5. Don't Choose the Wrong Car Rental Company
I haven't had many experiences with car rental companies (considering that I'm not even old enough to rent one!) but I can say that every single time that I've stepped foot in one of those places, I've gotten a headache that has lasted for the entire three hours I'm stuck there (when we had been promised an "in and out visit" . . . lies.).  After a long flight, all I want to do is leave the vicinity of the airport as soon as possible, not wait around for a car. I can remember one time that my sister and I watched Monsters, Inc. one and a half times in the waiting room of the rental car company while they shuffled cars around trying to find the one that we had requested.  And let's not even talk about that one car we got with the USO (unidentified slimy object) on the seat. No, let's just not even go there.

Rental car companies just seem to be a pain in general due to the long lines, confusion, and nastiness found stuck on the seat cushions.  I really think that RelayRides has found the solution to those problems though! At airports all across the U.S. you can rent someone else's personal car. Instead of having to deal with massive crowds, overworked service people, and having the car you request mysteriously disappear, you only meet with one person - the owner of the car! They can rent their own personal car out to you (and you can bet there most likely won't be any USOs found in there!) for daily, weekly, or monthly rates. Now that sounds a whole lot better!

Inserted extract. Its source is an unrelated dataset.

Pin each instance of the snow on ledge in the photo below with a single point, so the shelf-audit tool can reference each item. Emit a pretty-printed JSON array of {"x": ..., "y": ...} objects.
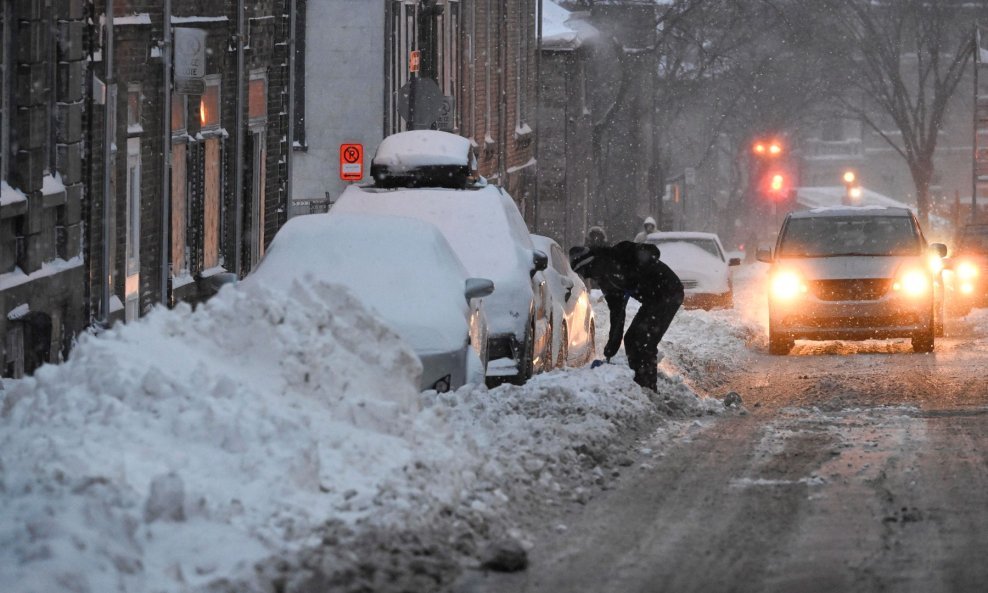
[{"x": 142, "y": 18}]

*I have never had any personal experience with RelayRides, but you can bet that when I turn 25 and can finally drive a rental car, I'll be checking it out! RelayRides contacted me and asked if I would get the word out about their great service. I'm receiving no compensation for this post, but I do honestly think that RelayRides is worth a look!

How do you survive the airports? Any funny airport mishap stories? Do tell!

xx,
Allison

2 comments:

  1. As horrible as all of those scenarios sound, they're also hilarious. I couldn't imagine TSA agents thinking I was kidnapped or having one pat down my hair. I think I'd burst out laughing and make them hate me more. And the points about brining a charged phone and food are so true. Flights without phones/food are the worst.

    P.S. I mentioned (and thanked you) in my latest post (http://katiesgreatperhaps.blogspot.com/2014/12/why-i-didnt-make-my-blog-anonymous.html)



    xxx
    Katie :)

    ReplyDelete
  2. I think some of the weirdest things that I've experienced have happened at the airport. Such a great place, haha #sarcasm. You're so sweet! I'm heading over to check out your post right now!